После оглушающего визга тормозов работа двигателя на холостом ходу казалась чуть ли не первозданной тишиной.
Я протянул руку, взял подбородок Ларри в ладонь и развернул его лицо в свою сторону.
— Еще один шлагбаум — и все; считай, что ты вытянул свой счастливый билет.
Страшный, испито-помятый облик незнакомца сказал бы всякому внимательному человеку, что перед ним обычный вооруженный бродяга. Однако глаза, холодные и расчетливые, под стать пистолетному дулу, которое постоянно присутствовало где-то неподалеку, говорили Ларри совсем о другом — это человек, который знает, чего хочет от жизни. А лицо — всего лишь нелепая маска, которую при желании всегда можно сбросить.
— Ты меня понял?
Сутенер молча кивнул.
— Если нет вопросов, тогда чего мы ждем? Поехали.
— Сейчас я сделаю вам укол успокоительного, и вы заснете. Вам нужно отдохнуть и набраться сил.
У врача, склонившегося над Вивьен, были добрые усталые глаза и мягкий негромкий голос.
— А потом, когда проснетесь, — продолжал он, — мы еще раз спокойно поговорим, и тогда вы наверняка что-нибудь вспомните.

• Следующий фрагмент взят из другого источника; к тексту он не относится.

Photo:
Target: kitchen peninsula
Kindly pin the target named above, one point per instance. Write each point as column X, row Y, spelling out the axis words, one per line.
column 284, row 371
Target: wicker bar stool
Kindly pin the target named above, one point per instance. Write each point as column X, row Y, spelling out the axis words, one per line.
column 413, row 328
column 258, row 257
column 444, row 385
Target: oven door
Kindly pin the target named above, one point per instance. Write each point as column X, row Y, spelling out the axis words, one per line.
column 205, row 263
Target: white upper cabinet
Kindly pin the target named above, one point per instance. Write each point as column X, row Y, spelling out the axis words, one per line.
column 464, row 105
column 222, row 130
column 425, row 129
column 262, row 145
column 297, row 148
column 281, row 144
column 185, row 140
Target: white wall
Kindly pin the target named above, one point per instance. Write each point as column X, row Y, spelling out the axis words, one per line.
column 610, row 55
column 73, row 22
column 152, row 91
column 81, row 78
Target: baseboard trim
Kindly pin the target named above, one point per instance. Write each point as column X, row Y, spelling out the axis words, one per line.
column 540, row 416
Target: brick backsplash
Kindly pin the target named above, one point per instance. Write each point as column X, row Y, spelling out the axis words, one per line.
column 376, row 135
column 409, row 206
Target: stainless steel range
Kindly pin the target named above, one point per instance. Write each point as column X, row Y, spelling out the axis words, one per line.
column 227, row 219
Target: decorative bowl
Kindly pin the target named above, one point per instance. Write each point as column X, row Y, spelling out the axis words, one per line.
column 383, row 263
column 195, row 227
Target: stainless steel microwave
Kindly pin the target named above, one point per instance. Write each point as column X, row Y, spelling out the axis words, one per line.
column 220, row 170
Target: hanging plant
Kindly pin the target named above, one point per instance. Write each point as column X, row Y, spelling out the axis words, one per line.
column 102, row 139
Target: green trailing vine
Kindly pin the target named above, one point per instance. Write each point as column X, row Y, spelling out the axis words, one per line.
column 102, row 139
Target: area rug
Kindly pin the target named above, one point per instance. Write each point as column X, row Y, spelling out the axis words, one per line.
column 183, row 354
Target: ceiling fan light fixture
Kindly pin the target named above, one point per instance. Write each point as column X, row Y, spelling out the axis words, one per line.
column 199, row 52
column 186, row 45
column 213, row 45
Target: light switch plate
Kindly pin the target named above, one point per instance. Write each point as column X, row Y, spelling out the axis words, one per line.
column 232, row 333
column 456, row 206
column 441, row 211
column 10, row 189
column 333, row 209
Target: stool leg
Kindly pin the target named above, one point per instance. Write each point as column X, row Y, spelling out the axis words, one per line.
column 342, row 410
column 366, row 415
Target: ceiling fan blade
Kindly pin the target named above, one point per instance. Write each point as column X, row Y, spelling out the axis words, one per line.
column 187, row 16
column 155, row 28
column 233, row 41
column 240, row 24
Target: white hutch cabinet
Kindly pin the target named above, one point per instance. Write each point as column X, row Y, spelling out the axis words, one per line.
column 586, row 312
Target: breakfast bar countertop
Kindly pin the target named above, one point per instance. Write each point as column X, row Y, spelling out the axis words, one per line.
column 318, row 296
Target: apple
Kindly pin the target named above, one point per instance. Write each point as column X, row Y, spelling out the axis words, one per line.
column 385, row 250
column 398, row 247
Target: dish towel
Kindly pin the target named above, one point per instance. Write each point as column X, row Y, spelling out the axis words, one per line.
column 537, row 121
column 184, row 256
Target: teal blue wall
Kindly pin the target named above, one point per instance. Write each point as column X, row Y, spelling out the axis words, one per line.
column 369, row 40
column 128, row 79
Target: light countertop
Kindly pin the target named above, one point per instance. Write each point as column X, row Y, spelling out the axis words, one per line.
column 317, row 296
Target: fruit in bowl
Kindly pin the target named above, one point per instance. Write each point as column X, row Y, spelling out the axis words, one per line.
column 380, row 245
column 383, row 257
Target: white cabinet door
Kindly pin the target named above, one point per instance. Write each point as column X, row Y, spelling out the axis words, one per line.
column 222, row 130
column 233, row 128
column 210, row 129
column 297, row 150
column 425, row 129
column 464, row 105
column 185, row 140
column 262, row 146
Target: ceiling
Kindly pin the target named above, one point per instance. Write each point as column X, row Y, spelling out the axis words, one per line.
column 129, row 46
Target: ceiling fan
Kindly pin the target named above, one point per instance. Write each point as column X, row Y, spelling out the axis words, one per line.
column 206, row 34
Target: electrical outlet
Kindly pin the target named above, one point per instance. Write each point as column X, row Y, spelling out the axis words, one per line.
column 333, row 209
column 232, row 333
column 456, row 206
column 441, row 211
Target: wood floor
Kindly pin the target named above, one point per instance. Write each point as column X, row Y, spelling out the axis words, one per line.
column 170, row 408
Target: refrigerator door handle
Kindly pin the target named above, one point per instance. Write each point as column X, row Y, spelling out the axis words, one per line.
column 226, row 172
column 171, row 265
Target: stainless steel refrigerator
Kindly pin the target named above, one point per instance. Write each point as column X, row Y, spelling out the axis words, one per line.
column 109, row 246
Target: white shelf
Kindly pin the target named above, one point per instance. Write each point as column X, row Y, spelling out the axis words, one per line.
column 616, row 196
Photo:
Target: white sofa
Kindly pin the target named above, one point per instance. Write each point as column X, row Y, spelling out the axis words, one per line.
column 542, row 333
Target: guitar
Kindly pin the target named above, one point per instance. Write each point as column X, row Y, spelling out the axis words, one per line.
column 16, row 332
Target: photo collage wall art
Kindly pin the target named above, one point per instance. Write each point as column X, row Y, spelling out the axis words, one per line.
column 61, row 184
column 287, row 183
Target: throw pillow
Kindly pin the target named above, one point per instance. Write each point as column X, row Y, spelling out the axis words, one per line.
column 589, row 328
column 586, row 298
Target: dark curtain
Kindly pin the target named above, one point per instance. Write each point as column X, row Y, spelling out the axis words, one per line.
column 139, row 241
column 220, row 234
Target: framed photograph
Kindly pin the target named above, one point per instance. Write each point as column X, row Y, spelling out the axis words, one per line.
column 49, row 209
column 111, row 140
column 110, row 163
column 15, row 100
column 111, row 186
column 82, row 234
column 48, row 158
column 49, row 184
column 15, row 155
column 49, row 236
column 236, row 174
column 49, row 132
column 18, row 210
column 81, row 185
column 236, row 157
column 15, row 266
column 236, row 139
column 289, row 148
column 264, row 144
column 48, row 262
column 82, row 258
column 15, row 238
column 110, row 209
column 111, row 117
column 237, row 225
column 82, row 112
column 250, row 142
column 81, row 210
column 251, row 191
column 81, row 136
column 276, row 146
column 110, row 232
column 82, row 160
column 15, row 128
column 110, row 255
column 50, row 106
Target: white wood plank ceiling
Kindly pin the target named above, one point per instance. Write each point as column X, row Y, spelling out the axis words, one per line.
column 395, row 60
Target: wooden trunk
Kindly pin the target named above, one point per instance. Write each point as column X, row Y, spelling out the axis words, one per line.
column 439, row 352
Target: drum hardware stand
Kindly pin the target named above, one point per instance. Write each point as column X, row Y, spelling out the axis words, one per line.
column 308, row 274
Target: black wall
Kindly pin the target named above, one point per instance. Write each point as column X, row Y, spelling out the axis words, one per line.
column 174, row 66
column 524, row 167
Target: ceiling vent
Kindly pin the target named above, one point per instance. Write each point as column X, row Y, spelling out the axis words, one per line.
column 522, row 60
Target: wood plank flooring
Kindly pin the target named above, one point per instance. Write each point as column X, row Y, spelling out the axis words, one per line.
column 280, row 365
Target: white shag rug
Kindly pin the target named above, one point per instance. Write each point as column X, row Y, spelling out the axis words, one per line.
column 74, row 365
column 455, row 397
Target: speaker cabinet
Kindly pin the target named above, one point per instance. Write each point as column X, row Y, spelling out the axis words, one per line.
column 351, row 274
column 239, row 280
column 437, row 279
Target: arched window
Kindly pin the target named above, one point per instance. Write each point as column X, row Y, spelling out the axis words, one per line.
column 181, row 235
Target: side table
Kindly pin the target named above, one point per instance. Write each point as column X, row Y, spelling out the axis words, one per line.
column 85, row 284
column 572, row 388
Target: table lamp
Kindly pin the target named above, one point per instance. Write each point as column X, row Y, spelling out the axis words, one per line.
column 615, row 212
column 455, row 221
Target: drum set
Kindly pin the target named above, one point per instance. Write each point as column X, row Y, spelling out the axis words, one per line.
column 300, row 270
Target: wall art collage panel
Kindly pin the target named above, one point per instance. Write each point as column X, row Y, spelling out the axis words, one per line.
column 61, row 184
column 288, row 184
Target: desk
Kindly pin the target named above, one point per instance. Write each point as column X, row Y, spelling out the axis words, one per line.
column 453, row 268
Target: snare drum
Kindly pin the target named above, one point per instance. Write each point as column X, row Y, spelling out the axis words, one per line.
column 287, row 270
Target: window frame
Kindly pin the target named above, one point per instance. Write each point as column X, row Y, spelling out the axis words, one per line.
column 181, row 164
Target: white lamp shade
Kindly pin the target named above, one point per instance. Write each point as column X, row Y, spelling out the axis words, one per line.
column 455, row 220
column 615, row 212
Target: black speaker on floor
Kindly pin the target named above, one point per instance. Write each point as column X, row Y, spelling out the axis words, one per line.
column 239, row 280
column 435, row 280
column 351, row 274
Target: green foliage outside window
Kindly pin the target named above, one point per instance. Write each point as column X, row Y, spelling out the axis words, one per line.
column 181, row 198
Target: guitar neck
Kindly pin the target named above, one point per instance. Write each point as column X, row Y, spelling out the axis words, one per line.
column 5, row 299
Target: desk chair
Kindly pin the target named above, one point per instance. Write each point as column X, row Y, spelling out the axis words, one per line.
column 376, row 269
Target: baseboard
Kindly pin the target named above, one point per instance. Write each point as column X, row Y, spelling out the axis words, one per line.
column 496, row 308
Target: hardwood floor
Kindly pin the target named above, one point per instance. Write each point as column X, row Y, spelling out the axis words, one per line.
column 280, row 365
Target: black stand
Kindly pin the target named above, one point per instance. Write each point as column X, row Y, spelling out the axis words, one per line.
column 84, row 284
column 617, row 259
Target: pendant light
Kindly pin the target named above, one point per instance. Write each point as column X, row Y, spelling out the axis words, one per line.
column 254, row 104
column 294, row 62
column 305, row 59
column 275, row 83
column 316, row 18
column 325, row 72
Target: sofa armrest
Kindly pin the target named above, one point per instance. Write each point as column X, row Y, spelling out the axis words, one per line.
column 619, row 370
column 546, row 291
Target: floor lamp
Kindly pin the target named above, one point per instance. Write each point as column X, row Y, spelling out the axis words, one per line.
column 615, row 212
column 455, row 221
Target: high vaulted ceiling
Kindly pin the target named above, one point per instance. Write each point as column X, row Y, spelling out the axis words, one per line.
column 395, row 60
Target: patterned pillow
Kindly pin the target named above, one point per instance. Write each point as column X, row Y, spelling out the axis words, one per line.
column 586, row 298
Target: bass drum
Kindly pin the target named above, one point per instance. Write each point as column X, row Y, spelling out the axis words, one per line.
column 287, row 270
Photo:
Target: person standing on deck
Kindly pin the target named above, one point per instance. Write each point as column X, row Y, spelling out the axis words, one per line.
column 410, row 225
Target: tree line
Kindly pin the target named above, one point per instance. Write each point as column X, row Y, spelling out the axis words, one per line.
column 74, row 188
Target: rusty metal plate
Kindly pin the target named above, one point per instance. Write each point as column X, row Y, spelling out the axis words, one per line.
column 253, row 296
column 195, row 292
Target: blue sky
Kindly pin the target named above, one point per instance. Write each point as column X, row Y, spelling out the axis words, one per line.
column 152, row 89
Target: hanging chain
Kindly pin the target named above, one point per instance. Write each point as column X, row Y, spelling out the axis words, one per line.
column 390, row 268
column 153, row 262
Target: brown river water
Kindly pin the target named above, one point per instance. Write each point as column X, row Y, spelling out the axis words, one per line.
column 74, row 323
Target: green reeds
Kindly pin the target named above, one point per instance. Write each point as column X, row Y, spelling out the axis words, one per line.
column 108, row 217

Ее голова, впрочем так же как и память, была легкая и пустая, словно детский воздушный шарик, наполненный гелием. Не было ни мыслей, ни желаний. Собственно, она вообще не ощущала себя личностью, потому что помнила только одно: ее зовут Вивьен. Откуда всплыло в памяти это имя, она не представляла. И что самое главное — ее совершенно не волновала эта неопредёленность. А скорее даже была приятна. Если бы ее спросили, чего больше всего на свете она хочет в данный момент, она бы не задумываясь ответила: плыть по волнам в неведомую даль, ни о чем не думая и никого не встречая.
Ей хотелось тишины и одиночества, только и всего. А сон мог подарить и то и другое.
Она благодарно улыбнулась и чуть слышно прошептала:
— Большое спасибо, доктор. Вы очень добры ко мне.
На лице человека, склонившегося над девушкой, не дрогнул ни один мускул, а улыбка оставалась по-прежнему доброй и теплой. Прямо сейчас он намеревался при помощи наркотиков и глубокого гипноза снять барьеры, поставленные в сознании пациентки, при этом вскрыв его, словно консервную банку, ржавым грязным ножом.
Глубоко в душе он был мясником, а не доктором, но об этой его второй натуре знали очень немногие. И даже те, кто был в курсе, для собственного же спокойствия старались не вдаваться в детали операций доктора Свенсона.
У полковника Фабела выдался один из самых печальных дней за всю жизнь. Таких черных дат за весь его долгий сорокасемилетний жизненный путь было всего три. Первая — когда он потерял обе ноги. Вторая — смерть единственного сына.
И третий такой день — сегодня. День еще не кончился, а семеро из двенадцати его людей уже мертвы. Пустота не вышел на связь после короткого сообщения о своих координатах, а это могло означать только одно: киллер убит.